○イタリア:ポンペイ

 1997年に世界遺産に登録されたポンペイは、ヴェスヴィォ山の麓に広がっていた古代都市の遺跡。元々は紀元前600年ごろイタリア先住の山岳民族オスク人が建設したもので、後にサムニウム人の支配下に。さらに紀元前89年、独裁者スッラ率いるローマの植民地となり、これ以後はローマの貴族のリゾート地、そしてサルノ川の河口にある港町として、交易拠点となり発展しました。
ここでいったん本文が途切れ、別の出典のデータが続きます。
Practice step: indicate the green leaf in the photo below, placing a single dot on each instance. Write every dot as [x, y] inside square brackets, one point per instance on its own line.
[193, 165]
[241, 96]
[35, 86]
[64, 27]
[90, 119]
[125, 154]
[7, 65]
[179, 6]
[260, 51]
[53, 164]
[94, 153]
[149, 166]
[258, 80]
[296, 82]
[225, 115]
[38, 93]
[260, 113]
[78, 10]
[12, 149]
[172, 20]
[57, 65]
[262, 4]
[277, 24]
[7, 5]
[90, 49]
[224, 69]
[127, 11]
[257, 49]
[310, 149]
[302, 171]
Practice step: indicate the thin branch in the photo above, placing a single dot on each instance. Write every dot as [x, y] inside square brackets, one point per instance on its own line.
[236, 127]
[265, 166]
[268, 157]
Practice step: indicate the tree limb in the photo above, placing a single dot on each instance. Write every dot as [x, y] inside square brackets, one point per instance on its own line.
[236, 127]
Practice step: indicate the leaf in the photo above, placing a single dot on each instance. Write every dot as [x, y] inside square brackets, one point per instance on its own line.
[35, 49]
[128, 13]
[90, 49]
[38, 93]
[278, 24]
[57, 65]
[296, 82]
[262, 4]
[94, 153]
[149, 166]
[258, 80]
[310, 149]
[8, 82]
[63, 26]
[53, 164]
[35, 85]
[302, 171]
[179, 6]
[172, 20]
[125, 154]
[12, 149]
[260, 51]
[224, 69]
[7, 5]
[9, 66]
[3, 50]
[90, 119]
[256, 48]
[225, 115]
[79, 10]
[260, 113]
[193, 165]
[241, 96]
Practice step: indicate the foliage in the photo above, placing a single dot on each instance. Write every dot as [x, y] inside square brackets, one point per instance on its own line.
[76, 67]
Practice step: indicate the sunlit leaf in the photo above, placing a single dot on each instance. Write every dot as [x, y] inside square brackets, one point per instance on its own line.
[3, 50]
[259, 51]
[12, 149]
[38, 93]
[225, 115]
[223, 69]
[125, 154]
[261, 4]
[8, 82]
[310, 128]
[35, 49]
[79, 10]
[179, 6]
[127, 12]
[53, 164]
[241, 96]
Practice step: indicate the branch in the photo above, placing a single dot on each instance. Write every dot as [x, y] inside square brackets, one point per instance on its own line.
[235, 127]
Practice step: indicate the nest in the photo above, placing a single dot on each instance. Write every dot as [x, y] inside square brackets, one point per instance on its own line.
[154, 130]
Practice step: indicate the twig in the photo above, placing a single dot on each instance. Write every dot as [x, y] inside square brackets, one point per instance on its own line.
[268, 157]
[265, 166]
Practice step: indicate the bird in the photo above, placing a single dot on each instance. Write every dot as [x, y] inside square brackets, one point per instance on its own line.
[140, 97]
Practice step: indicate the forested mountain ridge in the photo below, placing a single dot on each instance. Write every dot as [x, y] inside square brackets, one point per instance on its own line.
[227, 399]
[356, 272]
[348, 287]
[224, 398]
 ところが紀元後62年の大地震で甚大な被害を受けたばかりか、79年8月24日にヴェスヴィォ山が噴火し、降り続く火山灰によって翌日には町は地中に埋もれてしまいました。約2万人以上いたと推定される人のうち、2000人が死亡。その多くは噴火に伴う高温の火砕サージによって亡くなったと考えられています。

 そして長き眠りを経て、1748年に再発見された後に19世紀から本格的な発掘調査が開始され、現在は8割程度が終わったところ。亡くなった方々には大変恐縮ですが、街全体が丸ごと地中に埋まったことから、街路や建物から小道具まで、街を構成する様々な遺物が大量にあり、大変貴重な古代ヨーロッパ史研究資料を我々に提供してくれています。
(解説:裏辺金好/撮影:孟保世 禁転載)









ポンペイに降り積もった火山灰は雨をふくんでおり、石膏(せっこう)の鋳型のような役割を持ちました。
そのため、人体や動物の体が土に返った後、その形のまま空洞が出来上がります。
発掘の際、そこへ石膏を流し入れて、彼らの最期の姿を克明に再現しています。


鼻を押さえ、うずくまって最期のときを待っていたのが解ります。